Vintage 1979 (Svenska Eldvatten)

Svenska Eldvatten, Vintage 1979
This is a somewhat unusual whisky. It is a blend but apparently a single cask blend: what this means is that malt new make and grain new make were blended into a cask upon distillation in 1979 and married in the cask for the entire period of maturation. And this period of maturation was long indeed: 33 years. As to whether the malt and grain components were distilled at the same distillery, I don’t now. If so, that would narrow the source considerably as there are not very many distilleries that are/were set up to distill both malt and grain. It’s also not clear who initiated this single cask blend (a distillery? an independent blender?) or to what purpose. What we do know is that this cask was bottled by Svenska Eldvatten, who have bottled a number of other vintage releases of uncertain origin. The cask is said to be sherry but this release was of only 197 bottles. Given everything else that’s unusual about this it is possible that this was a sherry hogshead. 

Indeed, this possibility seems corroborated by evidence from elsewhere. As occasional commenter EricH pointed out earlier this month, K&L released a similar cask a while ago. That was a 32 yo—so unlikely to be from the same cask, and that one is described as a sherry hogshead. What is interesting is how different K&L’s account of the history of their cask is from the description that’s out there on the net of this one (from which I patched my account above together). Where this is described as blended at “birth”, K&L has this to say:

This is from a lot of whiskies all distilled in 1979. At some point in its maturation, it was blended and rebarreled in a single sherry hogshead. It’s highly likely that was done relatively recently, but honestly it could have been done two decades ago. We think that this whisky may have come either from a larger blender who was planning to add this to one of their house blends and either lost it in the warehouse or sold it as part of a larger parcel. Otherwise, we think it could have perhaps been a lot owned by a smaller broker which was ultimately consolidated as the whiskies began to evaporate.

It does seem likely that these are related casks and are unlikely to have been made in different ways. So, yes, to the likelihood of this Svenska Eldvatten cask also being a sherry hogshead but far more uncertainty about when/how the blending was done.

Anyway, let’s see what this is like.

Vintage 1979, 33 yo (52.2%; sherry cask; Svenska Eldvatten; from a purchased sample)

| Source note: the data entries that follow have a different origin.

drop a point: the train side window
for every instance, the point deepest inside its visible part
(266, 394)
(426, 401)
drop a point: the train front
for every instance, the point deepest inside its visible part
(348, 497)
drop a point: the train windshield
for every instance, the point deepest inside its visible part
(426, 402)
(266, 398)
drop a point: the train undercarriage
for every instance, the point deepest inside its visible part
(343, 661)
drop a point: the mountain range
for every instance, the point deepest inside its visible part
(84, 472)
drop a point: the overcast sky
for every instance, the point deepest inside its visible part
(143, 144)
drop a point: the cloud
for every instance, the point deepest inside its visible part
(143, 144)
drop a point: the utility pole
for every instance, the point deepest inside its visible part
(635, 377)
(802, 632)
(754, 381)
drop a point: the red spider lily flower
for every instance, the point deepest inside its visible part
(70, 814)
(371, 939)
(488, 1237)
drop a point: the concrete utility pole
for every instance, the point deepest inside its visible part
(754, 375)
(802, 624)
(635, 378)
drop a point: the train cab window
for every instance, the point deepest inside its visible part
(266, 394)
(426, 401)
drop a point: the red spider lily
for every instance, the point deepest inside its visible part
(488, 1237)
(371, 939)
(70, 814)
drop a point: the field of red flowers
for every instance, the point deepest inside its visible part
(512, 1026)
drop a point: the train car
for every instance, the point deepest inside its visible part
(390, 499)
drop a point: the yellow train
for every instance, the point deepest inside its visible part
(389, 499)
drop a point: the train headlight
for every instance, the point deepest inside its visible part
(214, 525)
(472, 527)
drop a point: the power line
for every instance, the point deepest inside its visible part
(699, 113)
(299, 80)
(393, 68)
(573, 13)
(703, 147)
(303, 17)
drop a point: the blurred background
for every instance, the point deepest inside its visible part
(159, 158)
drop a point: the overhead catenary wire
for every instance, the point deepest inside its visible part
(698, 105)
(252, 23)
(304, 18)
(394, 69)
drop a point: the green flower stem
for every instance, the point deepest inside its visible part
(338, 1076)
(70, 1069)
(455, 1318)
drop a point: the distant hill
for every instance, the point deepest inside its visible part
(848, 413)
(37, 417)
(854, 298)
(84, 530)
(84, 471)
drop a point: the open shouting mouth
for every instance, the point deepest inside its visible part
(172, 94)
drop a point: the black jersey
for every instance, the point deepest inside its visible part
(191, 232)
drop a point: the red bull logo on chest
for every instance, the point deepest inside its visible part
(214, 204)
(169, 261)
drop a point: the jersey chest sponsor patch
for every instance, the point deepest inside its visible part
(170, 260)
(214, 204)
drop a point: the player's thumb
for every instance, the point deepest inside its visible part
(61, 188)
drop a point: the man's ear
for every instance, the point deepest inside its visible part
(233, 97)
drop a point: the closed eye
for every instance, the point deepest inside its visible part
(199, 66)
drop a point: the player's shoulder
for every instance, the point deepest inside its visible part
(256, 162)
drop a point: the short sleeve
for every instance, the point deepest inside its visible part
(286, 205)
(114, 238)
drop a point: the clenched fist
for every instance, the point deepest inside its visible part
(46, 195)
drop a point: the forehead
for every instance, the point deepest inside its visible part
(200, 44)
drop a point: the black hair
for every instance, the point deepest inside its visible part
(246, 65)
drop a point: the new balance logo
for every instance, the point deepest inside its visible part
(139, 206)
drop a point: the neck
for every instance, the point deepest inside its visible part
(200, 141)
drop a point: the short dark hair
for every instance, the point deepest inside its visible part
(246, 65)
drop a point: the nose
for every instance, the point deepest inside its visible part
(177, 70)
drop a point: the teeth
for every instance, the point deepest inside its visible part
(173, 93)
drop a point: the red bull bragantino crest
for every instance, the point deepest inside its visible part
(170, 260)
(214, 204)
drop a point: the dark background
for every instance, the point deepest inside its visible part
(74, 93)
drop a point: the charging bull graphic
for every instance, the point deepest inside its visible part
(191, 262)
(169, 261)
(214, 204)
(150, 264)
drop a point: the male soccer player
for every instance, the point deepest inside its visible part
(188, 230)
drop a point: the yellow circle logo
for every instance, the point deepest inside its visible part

Nose: Mellow fruit to start: apricot, plum. Some berries as well and a tinge of something metallic. Gets more floral as it sits and also a bit dusty. With more time the fruit begins to intensify a little and there’s a musky, tropical character to it now (pineapple, maybe a hint of ripe guava). With a lot more time there’s a bit more evidence of the grain: a slight astringency. Water knocks back the sharper notes and ups the fruit.

Palate: Hmmm. Somewhat thin to start and there’s more of that metallic note. But then quite a bit of fruit begins to emerge as I swallow, and it’s all of the tropical variety from late in the nose. On the second sip the grain seems all the more evident and the fruit has a hard time emerging full from those sharper notes. More citrus with time but also more rawer wood that really suppresses the full effect of the fruity notes, which do intensify with time. As on the nose, water helps get the wood and grain under control.

Finish: Medium. It’s here that the fruit really shines but with time the more astringent notes linger as well. Gets saltier as it goes.

Comments: If this was a sherry hogshead it must have been remade with the staves from nth refill butts. I mean to say, it’s no sherry bomb, and you’d expect more of that character from a hogshead after 33 years. Then again, if K&L’s speculation about their cask is correct it may not have been in a sherry hogshead the whole time. In fact, blind I probably would have guessed it was a bourbon cask. Looking around, I see I seem to have got far more grain on this than most other commentators. This is a hard one for me to score. Some sniffs and sips had it in the high 80s, some in the low 80s. I was going to go bang in the middle but water did improve it. If I had a bottle I’d make sure to add water to every pour.

Rating: 86 points.

 

One thought on “Vintage 1979 (Svenska Eldvatten)

  1. I thought I might add a comment now that I’ve opened my bottle of the Faultline 1979. There is definitely a lot of fruit (including tropical) action going on in the nose and palate, I am not detecting any metallic notes. There is also quite a bit of wood on the palate but that’s to be expected in a 32 year old whisky. All in all, this is a very unique whisky that I’m glad to own a bottle of. However I think a big part of the uniqueness is coming from the mystery of it’s origins.